En una de sus noches de farra, fue invitado por el cabezón Ospina a la casa de Elvira; al cabo de algunos tragos, se fue a una habitación con su amiga de turno; al regresar al salón, notó que su amigo ya no  estaba y de inmediato presumió que lo había dejado ‘engargolado’ con la cuenta. Chevechón solo atinó a buscar una vía de escape para salirse del problema. Se paró en el borde de una de las ventanas del segundo piso de la edificación y se lanzó al vacío con tan mala suerte que cayó fuera del montículo de arena que era donde había calculado caer.

En la visita que le hizo el cabezón Ospina al hospital donde se recuperaba de la fractura de la pierna derecha, este le dijo que él antes de irse había pagado la cuenta, y Chevechón frotándose las manos en la cara dijo: “Maica, eso me pasa por gotereo”.          

*El ginecólogo*

Este era un prestante médico ginecólogo de la capital del Tolima.

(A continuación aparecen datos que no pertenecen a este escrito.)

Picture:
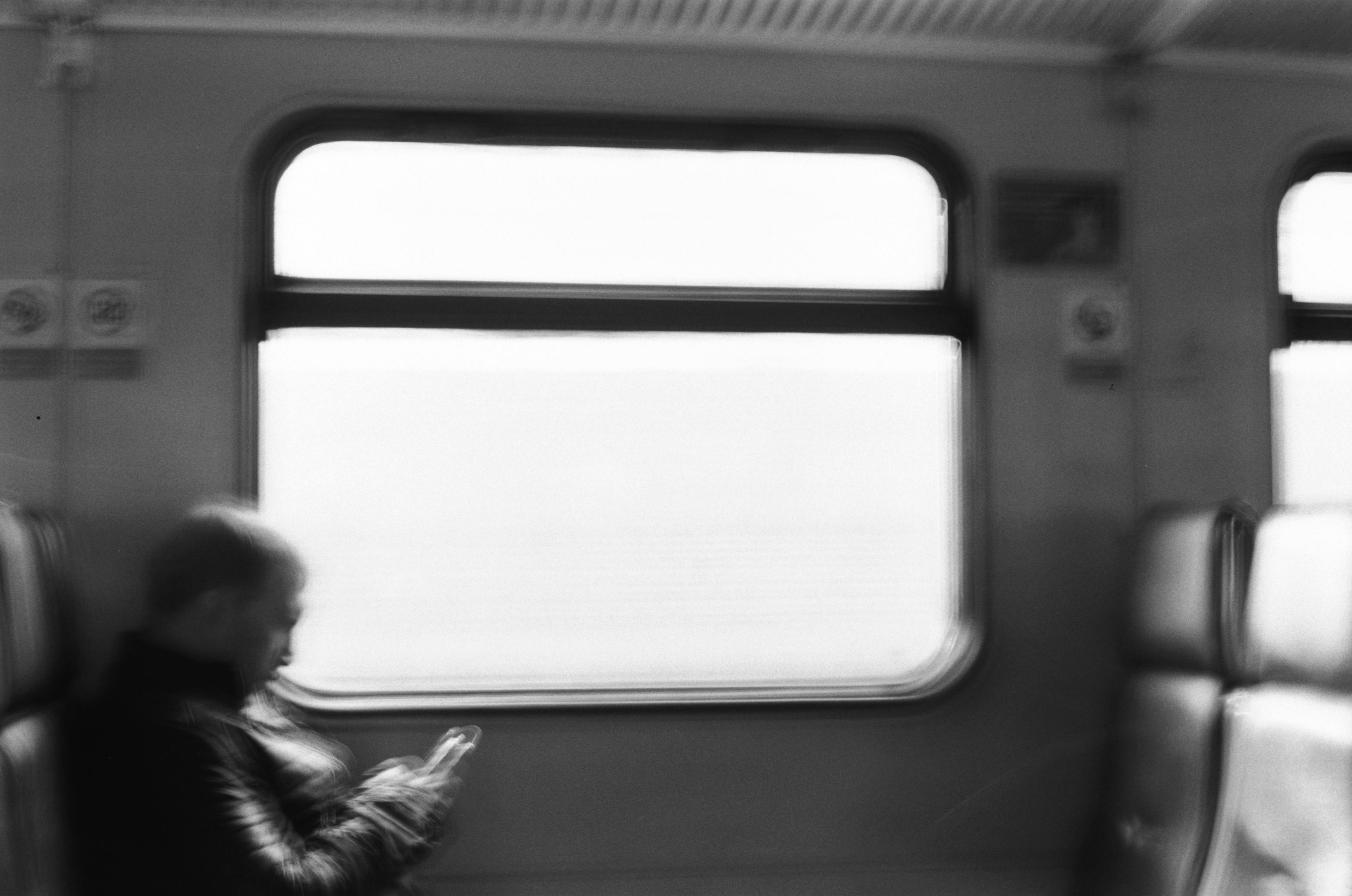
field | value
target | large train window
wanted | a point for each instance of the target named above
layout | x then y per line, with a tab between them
1312	377
616	414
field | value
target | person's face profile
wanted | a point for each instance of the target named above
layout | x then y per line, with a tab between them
263	626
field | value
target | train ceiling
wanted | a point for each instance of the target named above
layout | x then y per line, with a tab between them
1240	32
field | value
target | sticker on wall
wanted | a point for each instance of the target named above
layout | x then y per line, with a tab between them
29	314
1048	222
108	325
108	314
30	329
1095	330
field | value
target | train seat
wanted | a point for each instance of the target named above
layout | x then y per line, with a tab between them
33	674
1184	621
1285	814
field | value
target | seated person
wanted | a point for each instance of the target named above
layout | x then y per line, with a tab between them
188	778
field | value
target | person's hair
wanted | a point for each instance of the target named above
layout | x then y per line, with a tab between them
217	545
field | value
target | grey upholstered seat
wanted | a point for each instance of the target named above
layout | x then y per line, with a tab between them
1285	817
32	674
1186	592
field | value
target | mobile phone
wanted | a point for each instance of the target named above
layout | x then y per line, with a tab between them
460	740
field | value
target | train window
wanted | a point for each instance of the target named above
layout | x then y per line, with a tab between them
1312	379
652	433
609	215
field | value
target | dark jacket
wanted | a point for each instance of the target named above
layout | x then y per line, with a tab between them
184	784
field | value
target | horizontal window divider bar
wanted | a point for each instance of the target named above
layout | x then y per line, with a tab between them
576	309
1319	322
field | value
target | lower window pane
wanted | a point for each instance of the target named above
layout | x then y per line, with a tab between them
1312	424
558	511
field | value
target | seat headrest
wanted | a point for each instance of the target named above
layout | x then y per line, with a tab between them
1187	586
1300	610
30	655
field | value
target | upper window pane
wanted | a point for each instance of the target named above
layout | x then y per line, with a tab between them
602	215
1314	230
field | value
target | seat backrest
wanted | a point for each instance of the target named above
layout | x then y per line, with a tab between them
1186	592
33	669
1285	815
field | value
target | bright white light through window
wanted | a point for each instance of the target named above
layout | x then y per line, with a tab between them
1312	382
1312	424
521	511
578	215
1314	240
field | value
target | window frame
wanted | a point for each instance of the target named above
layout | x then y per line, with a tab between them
1309	321
278	302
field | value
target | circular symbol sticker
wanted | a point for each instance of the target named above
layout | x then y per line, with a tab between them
108	311
1094	321
22	311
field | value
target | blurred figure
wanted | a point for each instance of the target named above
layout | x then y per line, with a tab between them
190	778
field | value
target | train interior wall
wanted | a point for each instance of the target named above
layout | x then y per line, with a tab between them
145	175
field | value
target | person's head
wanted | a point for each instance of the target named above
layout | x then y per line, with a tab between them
225	587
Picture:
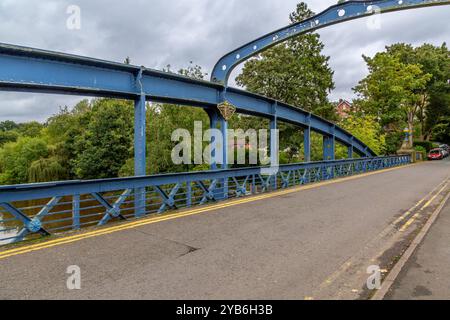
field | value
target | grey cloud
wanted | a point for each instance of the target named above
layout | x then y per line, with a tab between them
155	33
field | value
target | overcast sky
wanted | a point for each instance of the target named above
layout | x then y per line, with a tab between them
155	33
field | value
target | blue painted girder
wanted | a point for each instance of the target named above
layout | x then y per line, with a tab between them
338	13
33	70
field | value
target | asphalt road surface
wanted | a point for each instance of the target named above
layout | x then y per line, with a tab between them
312	244
427	273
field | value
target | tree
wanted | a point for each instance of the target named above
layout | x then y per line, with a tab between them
294	72
434	60
8	125
368	130
392	90
17	157
106	143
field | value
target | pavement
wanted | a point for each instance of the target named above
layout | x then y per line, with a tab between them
315	243
426	275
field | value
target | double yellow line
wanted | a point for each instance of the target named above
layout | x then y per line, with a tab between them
426	205
143	222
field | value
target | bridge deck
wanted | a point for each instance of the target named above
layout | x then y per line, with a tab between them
316	242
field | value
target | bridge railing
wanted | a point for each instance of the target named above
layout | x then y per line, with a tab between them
34	210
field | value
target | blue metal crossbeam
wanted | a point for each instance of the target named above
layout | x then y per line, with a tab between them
98	201
338	13
33	70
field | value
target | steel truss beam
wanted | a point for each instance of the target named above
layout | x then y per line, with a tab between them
33	70
338	13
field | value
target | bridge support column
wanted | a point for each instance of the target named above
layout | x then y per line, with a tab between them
213	122
224	130
274	150
140	152
307	144
328	148
350	152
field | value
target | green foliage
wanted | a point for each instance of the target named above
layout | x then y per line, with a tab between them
8	125
47	169
368	130
104	147
30	129
8	136
294	72
17	157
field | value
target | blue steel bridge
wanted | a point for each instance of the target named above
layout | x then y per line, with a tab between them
34	210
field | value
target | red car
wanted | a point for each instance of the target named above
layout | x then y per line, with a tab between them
436	154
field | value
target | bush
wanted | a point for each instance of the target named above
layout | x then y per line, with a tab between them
426	145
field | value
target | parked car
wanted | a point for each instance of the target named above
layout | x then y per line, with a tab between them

Tenía su vida secreta que exhibía tomándose dos o más tragos de los que traía encima en la barra del negocio, luego de saciar sus deseos sexuales yéndose con travesti a la cama.

La dueña del negocio decía que “quizá cansado de ver tanta cuca, no tenía otra alternativa que buscar a los muchachos para pasarla distinto con algo diferente a lo que todos los días examinaba”.

*El celular*

Según Anita, una propietaria de uno de estos negocios, años después contaba que la aparición de los celulares había sido uno de los motivos para que las casas de citas tradicionales desaparecieran.

“Ellas”, decía Anita, “cuando fueron utilizando los celulares, les suministraban el número a los clientes y estos las llamaban y las muchachas no tenían necesidad de hacer salón. Trabajaban menos y ganaban más, y obviamente los clientes ahorraban dinero y se divertían más”.

*El epilogo*

Este reencuentro con el pasado nos pone frente al mundo en el que nos tocó vivir, gozar, sufrir. En la que hemos apostado, hemos ganado y perdido. Y como en el poema ‘Canción de la vida profunda’ de Porfirio Barba Jacob:

“El hombre es una cosa vana, variable y ondeante...

Hay días en que somos tan móviles, tan móviles,

como las leves briznas al viento y al azar.

Tal vez bajo otro cielo la Gloria nos sonríe.

La vida es clara, undívaga, y abierta como un mar”.

Y pensar que de aquel pasado, solo queda la ‘Casa de las Casadas’, donde no van las casadas precisamente, en pleno centro de la ciudad, a pocos metros de la clínica Tolima, y que ningún gobierno la ha podido retirar de allí. El último proceso fue una tutela que ganaron los propietarios del establecimiento alegando el derecho fundamental al trabajo.

La prostitución es bíblica. Y aunque todo pueda tener un principio y un fin, la putería es infinita.